But would it?
I mean would a rose by any other name really smell as sweet?
I agree with Anne Shirley; she says, “I don’t believe a rose would be as nice if it was called a thistle or a skunk cabbage.”
Is there anything more Victorian than roses and lace? I know that might apply equally to Medieval ladies or the Renaissance. As David Austin puts it: “The history of the rose stretches back to the dawn of civilization–and beyond–and man’s fascination with this flower has continued to the present day.”
But the Victorians really loved roses, they painted them, printed them, stitched them and photographed them, they wore them, and grew them and wrote about them. Just look at the pages of Victoria magazine, roses, roses and more roses.
Seeking Rosy inspiration
Every Victorian house of any pretensions whatsoever must include a rose garden. The fictional house of Hamilton Hill in Helen’s Summer is no exception. This meant research. Actually I was looking for information on Victorian gardens generally and fell so in love with the old varieties of roses that the research didn’t go much further.
I was surprised to see during editing how little mention is made of the actual roses other than some of the most delightful names and varieties, but just looking at the sumptuous photos in these books put me in the right frame of mind for writing summer scenes.

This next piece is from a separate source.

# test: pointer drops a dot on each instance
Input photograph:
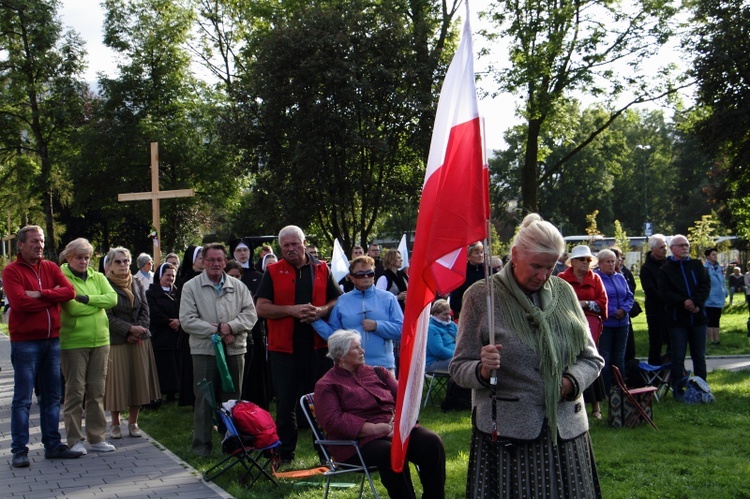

I could almost hear the insects buzzing and feel the warm rays of the sun as I entered Helen’s world, experiencing the novelty and beauty of it just as she did. The gardens of a wealthy family’s summer house is a far cry from her Manhattan print shop.
The best part about research is the unexpected places it takes you.
My favourite book was this little gem: Through the Rose Arbour by Rosemary Houseman.
It is full of information on the history of roses and how to grow them but it is much more than that. It is a memoir and a love story about Rosemary’s gradual discovery of gardening and roses that took her around the world and led her to open a rose nursery. I checked it out to use as a reference but found it so engaging I couldn’t put it down.